The new study builds on two previous studies led by Taber. The first study assessed a technology-enabled, pharmacist-led intervention aimed at improving medication safety outcomes in kidney transplant recipients. A mobile health app and a comprehensive kidney transplant medication-monitoring dashboard were developed, tested, and found to be feasible and acceptable to patients. Once the proof of concept was developed and tested, Taber and his team conducted a single-center, 12-month, randomized controlled clinical trial funded by an AHRQ R18 grant. The study demonstrated that the pharmacist-led, mobile health-based intervention improved medication safety and reduced hospitalizations in kidney transplant recipients.

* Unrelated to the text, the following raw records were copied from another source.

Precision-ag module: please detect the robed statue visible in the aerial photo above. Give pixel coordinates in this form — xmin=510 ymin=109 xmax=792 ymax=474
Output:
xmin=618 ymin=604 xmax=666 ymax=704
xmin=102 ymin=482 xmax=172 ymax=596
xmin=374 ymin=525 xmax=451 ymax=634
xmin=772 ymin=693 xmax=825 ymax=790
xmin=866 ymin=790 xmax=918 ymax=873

;For more than four decades, researchers have been aware of racial disparities in patient outcomes in kidney transplantation,” said Taber. “At MUSC, we have completed research identifying the main causes of this disparity and offering promising solutions. And we demonstrated that pharmacist-led mhealth intervention is effective for patients within two-years post-transplant. Now we can expand on the AHRQ funded study with this large-scale, randomized clinical trial that studies patients who are beyond  two-years post-transplant.”  

At MUSC, my goal has been finding opportunities to stay engaged with post-transplant patients through mobile health enabled interventions to improve patient outcomes,” said Taber. “While most transplant centers across the U.S. do a great job of following patients for the first-year post-transplant, when we send the patient back to their community for routine follow-up, some patients will encounter barriers to optimal care.”

In this study, once the patients are back in their communities, they will use a mhealth app to record key medical indicators of graft survival success, such as monitoring their blood pressure and medication adherence. The app also provides motivational messages to help patients stay on track. The MUSC Health clinical team will monitor the patients using a dashboard and a clinician can intervene with telehealth visits when needed. Taber says a more thoughtful approach with this health care team model provides resources for patients living in low-resource areas.

This R01 allows us to investigate more long-term solutions to improve graft survival in the African American kidney transplant population, thereby reducing health disparities,” said Taber. “By streamlining our workflow, we can enable providers to manage these patients long-term, thereby reducing health disparities.”